Monday, November 19, 2018

Waste, Fraud and Abuse


       The federal government spends more than $20 billion a year on subsidies for farm businesses. About 39 percent of the nation's 2.1 million farms receive subsidies, with the lion's share of the handouts going to the largest producers of corn, soybeans, wheat, cotton, and rice. (823, 334 farms).  In plain language that means that we spend $2,024 per month, per farm, giving money to farmers who are working and earning due to price supports on many crops.

        Contrary to what one might expect and what conventional lore suggests, owners of large farms, with incomes quite high relative to non-farmers, receive most of these benefits. Consumers and taxpayers, meanwhile, bear the cost of farm programs through increased taxes and higher food prices. To make matters worse, these costly programs rarely achieve their goals. According to salary data for farmers, ranchers and other agricultural managers from May 2016, the average salary is $75,790 a year.  Agricultural special interests and the agriculture committees frequently try to paint a picture of the struggling family farmer trying to make ends meet. Myth!One of these “farmers” lives in a beachside mansion on Osprey Island, Fla., worth $7.8 million. He’s received a payment every year between 1995 and 2017, totaling $839,000.

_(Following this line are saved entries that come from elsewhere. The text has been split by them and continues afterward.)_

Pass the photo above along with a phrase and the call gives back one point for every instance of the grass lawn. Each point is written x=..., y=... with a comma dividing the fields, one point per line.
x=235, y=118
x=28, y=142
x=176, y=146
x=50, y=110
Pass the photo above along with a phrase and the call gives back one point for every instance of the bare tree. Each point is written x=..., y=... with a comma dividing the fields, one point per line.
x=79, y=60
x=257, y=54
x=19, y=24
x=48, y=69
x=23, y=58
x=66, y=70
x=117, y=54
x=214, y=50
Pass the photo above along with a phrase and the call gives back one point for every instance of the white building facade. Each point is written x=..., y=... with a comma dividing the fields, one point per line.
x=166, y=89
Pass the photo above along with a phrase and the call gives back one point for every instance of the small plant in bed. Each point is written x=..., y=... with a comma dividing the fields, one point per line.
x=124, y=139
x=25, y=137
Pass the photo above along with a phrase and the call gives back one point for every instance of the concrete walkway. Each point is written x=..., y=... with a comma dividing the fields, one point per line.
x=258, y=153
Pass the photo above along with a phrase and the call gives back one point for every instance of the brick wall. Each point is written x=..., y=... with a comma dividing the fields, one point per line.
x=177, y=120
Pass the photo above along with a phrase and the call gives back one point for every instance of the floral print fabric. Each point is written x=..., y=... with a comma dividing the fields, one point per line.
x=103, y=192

       The reality? “Family farm” is not a synonym for “small farm.” In 2015, 90 percent of million-dollar farms were family farms. Almost of all the commodity payments and crop insurance indemnities are going to millionaires and multimillionaires as measured by farm household net worth. The median farm household wealth for all farms was $897,000, which is nine times greater than the median household wealth for all U.S. households! In truth, in 2015, half went to households with incomes over $146,126!

        Here in Florida, “we” (Fed and State policies) subsidize the sugar barons south of Okeechobee whose fertilizer enriched runoff waters are, in times of lots of rain (you know like every summer?) pumped back into the lake. Ask the residents of the east coast and the St. Lucie/Indian River estuaries how they like the floating islands of green crud these waste waters nourish. To what end?

        In an article entitled “The U.S. spends $4 billion a year subsidizing ‘Stalinist-style’ domestic sugar production,” we see the following data: In the United States, fewer than 4,500 farm businesses produce sugar. Yet they cost taxpayers up to $4 billion a year in subsidies. The U.S. sugar program is a Stalinist-style supply control initiative that limits imports through quotas and domestic production through what are called marketing allotments. This strategy substantially increases U.S. prices — on average U.S. sugar prices are about twice as high as world prices (bold and italics are mine) — ensuring domestic sugar production is artificially higher, crowding out other productive uses of irrigable farmland. This also in a ripple effect, driving up the cost of everything made in America with cane sugar. This is also why some confectioners have moved production offshore, cutting US jobs in the process. Of course, Florida Senator Marco Rubio and now, one opines, newly elected Rick Scott, are so deep in the pockets of “Big Sugar” that they no longer, if ever they did, see the issue as it is.

        On the other hand, we bitch about providing basic food support to persons, 44% of whom, nationally, are children. The maximum gross monthly income for Food stamp eligibility is 130 percent of the federal poverty level, and the maximum net monthly income is 100 percent of the federal poverty level. For instance, if your household only consists of one person, then the gross monthly income to be eligible for SNAP is $1,287 (net $990). SNAP benefits cost $70.9 billion in fiscal year 2016 and supplied roughly 44.2 million Americans (14% of the population) with a monthly average of $125.51 per person in food assistance.

        So, let’s recap, if I’m one of the “lucky” (believe me, luck really isn’t a factor) farmers drawing the “average” farm $75k annual income, I can still count on a slice of that $20 billion pie. But if I am a non-farmer, earning even $100 annually in excess of $27,180 (family of four) even with two adults at minimum wage, tough! Not even food stamps.

       And by the way, did I forget to mention that 32 members of Congress received farm subsidies last year, including three members of the House Agriculture Committee. The farm owned in part by Committee member, Rep. Doug LaMalfa, R-Calif., received at least $5.3 million in farm subsidies between 1995 and 2016. LaMalfa is a member of the House Agriculture Committee,Can you say "conflict of interest?"